In this embodiment, the user side calls the corresponding learning resource according to the difficulty information to provide the user with the learning resources, which includes the following steps:
step a, acquiring data of all learning resource difficulty marks [ A, B ] which are learned by a user at present;
step B, marking all acquired difficulty marks [ A, B ]]Screening to screen out B with the maximum valuemax;
C, acquiring all words in all learning resources currently learned by the user, and removing duplication of all words;
step d, obtaining the value of the sequence number < B in the word frequency databasemaxAll the words of (1);
step e, comparing all the words obtained after the duplication removal in the step c with all the words obtained in the step d, and screening out the words which are not learned in all the words obtained in the step d;
f, arranging the unlearned words screened in the step e from small to large according to the numerical value of the sequencing sequence number;
step g, calling the words arranged at the first digit in the step f;
step h, searching out the learning resources containing the called words in the learning resources database, and marking the difficulty of the learning resources as [ A, B ]]B in (1) is less than Bmax;
And step i, pushing the learning resources searched in the step to the user.

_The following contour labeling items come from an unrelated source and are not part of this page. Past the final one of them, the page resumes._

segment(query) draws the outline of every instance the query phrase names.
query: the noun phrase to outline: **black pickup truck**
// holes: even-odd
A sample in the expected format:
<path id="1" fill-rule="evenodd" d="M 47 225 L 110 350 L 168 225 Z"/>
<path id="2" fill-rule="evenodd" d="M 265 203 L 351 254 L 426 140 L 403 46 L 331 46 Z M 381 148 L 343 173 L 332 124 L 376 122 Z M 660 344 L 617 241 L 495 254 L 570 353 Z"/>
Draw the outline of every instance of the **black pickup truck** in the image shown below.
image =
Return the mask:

In this embodiment, in the step h, a learning resource database is searched for a learning resource containing the called word, and the difficulty label [ a, B ] of the learning resource is]B in (1) is less than Bmax;
If the learning resource meeting the condition is not searched, the learning resource database is searched for the learning resource containing the called word, and the difficulty mark [ A, B ] of the learning resource]B in (1) is less than Bmax+300。

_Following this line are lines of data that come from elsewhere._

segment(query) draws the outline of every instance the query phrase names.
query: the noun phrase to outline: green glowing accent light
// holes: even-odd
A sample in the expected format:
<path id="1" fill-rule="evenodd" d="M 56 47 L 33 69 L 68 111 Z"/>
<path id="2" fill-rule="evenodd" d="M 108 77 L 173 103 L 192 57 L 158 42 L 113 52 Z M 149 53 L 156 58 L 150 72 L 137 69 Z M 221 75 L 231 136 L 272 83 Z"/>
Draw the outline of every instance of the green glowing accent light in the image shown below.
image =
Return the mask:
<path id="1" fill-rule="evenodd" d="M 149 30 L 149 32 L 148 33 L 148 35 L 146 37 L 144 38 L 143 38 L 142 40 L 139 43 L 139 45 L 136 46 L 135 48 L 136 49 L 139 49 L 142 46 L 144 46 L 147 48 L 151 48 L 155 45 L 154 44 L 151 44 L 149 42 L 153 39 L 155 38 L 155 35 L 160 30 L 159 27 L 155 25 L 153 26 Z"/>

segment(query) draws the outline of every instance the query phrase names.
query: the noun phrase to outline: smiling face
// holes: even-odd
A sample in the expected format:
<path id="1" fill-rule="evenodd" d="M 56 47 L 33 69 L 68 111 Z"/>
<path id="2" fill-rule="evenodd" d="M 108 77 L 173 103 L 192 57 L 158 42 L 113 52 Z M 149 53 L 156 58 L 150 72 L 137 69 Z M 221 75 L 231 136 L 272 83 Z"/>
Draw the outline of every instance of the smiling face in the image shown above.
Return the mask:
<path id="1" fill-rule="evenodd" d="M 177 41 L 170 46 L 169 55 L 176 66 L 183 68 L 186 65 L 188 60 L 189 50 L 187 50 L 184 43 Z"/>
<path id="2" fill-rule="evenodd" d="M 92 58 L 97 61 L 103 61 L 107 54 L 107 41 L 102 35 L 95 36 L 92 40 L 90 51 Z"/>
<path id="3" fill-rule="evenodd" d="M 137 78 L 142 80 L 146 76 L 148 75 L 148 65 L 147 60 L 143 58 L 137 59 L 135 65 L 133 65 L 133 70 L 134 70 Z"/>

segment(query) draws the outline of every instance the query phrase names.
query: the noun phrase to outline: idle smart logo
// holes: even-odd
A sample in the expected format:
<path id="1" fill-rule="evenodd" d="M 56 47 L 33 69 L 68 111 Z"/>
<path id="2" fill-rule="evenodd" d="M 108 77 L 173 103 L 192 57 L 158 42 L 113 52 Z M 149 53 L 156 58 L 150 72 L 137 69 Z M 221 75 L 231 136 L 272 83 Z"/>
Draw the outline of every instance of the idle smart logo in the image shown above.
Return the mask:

In another embodiment of the present invention, the user terminal invokes the corresponding learning resource according to the difficulty information to provide the user with the learning resources, which includes the following steps:
step 1), acquiring data of all learning resource difficulty marks [ A, B ] which are learned by a user at present;
step 2), all acquired difficulty marks [ A, B ]]Screening to screen out B with the maximum valuemax;
Step 3), all words in all learning resources which are currently learned by the user are obtained, and all words are deduplicated;
step 4) for step 3) to obtainSelecting words and phrases, and selecting out the learning frequency T less than TyThe word of (a); t isyIs a threshold value; preferably, Ty=20;
Step 5), arranging the words screened out in the step 4) from small to large according to the numerical value of the sequencing sequence number;
step 6), calling the words arranged at the first digit in the step 5);
step 7), searching out the learning resource containing the called word in the learning resource database, and marking the difficulty mark [ A, B ] of the learning resource]B in (1) is less than Bmax;
And 8) pushing the learning resources searched out in the step 7) to the user.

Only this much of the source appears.